As one media-related HR professional told the researchers: "To be seen as a credible partner to the business and to work collaboratively, HR needs to be able to demonstrate a clearer return on investment that is widely understood rather than spurious measures that sound good but mean very little."

Tom Smith, head of organisational development at Lane4, added: "ROI is something that businesses want and expect from their training programmes.

"Measurement of ROI has invaluable benefits beyond the bottom line including more bespoke people development for your organisation, goal-focused interventions as well as the ability to predict effective investment.

"Despite HRDs being fully aware of these advantages, few are measuring ROI due to a belief that it is too time consuming or difficult to calculate."

The most successful employee development programmes ensured HR initiatives were aligned with business strategy by involving relevant stakeholders as well as identifying the desired ROI (for example saving on recruitment cost by increased retention), the research found.

Financial ROI could be calculated through the use of key performance indicators identified at the beginning of an initiative with relevant stakeholders, it added.

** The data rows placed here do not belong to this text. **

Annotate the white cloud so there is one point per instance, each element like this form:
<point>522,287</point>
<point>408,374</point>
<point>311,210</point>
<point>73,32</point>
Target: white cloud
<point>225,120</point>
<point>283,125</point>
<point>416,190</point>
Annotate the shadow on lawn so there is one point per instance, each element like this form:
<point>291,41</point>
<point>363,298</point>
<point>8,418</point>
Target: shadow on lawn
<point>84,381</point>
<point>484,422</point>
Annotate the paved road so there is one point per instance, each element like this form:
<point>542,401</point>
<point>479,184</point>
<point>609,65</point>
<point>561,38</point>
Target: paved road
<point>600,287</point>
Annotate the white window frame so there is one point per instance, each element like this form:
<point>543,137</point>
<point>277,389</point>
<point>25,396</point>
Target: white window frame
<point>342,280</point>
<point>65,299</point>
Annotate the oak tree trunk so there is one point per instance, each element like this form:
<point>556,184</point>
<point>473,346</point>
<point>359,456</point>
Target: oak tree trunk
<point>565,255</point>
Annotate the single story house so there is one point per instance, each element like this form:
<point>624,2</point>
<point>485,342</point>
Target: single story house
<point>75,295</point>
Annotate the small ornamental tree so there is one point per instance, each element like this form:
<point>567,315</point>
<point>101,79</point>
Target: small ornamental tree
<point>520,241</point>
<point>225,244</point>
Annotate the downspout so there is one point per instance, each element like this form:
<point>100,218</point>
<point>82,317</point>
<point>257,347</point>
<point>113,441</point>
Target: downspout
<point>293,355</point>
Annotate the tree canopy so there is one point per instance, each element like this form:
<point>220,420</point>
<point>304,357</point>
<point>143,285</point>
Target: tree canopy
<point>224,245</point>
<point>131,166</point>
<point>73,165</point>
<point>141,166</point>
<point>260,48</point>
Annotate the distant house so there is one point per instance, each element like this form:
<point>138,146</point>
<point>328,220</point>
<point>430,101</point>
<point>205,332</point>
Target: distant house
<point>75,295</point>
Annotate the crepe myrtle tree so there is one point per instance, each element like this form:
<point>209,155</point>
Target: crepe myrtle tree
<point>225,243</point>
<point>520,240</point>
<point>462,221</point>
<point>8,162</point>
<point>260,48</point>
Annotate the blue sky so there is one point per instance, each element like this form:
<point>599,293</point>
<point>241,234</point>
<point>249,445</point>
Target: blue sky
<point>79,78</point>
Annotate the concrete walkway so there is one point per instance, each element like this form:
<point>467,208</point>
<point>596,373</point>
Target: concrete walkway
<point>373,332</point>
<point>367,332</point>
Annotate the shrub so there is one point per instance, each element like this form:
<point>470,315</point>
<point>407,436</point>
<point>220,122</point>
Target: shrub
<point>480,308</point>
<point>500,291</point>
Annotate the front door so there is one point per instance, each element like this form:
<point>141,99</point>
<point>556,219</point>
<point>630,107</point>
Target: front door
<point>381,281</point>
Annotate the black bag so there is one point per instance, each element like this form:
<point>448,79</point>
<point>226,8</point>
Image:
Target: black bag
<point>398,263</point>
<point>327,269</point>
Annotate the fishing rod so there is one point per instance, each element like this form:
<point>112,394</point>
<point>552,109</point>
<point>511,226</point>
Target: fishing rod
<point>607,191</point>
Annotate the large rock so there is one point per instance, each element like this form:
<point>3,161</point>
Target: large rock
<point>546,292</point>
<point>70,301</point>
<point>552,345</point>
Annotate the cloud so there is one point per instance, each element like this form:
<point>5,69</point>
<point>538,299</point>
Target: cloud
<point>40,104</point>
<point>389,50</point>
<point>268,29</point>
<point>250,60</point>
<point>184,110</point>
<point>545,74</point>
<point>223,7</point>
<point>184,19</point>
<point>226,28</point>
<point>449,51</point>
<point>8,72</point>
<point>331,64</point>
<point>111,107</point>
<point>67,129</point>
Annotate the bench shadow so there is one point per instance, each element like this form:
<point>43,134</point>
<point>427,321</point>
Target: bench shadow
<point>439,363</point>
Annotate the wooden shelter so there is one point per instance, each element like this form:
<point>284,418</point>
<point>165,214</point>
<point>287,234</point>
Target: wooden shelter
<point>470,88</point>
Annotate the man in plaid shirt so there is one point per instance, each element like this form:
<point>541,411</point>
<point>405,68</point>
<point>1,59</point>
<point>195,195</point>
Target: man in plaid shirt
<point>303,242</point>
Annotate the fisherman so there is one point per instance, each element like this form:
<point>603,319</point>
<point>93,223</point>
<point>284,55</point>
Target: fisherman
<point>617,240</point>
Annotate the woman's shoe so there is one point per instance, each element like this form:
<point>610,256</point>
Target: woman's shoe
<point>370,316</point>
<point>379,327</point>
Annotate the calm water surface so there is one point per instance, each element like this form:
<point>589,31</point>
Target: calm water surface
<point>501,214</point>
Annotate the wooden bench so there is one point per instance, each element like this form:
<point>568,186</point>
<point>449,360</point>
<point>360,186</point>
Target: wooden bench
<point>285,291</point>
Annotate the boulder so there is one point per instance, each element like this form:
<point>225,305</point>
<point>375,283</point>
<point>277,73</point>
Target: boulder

And using goal setting techniques to design interventions through your KPIs to your desired return was also a good idea.


Older Comments

Interesting piece. As one who is hired by companies to conduct training, I’ve actually offered to measure ROI at no charge the client, just so I could have the data proving the value of the training. Amazingly, the execs said “no, just do the training.” They didn’t want the numbers even if I did all the work at no charge!

So --- I have to wonder . . . is it HR choosing not to do the ROI work, or is it the execs saying “don’t bother”? In which case, it’s kind of like “damned if you do; damned if you don’t.” Could it be that HR doesn’t have any clout because execs don’t want them to have it?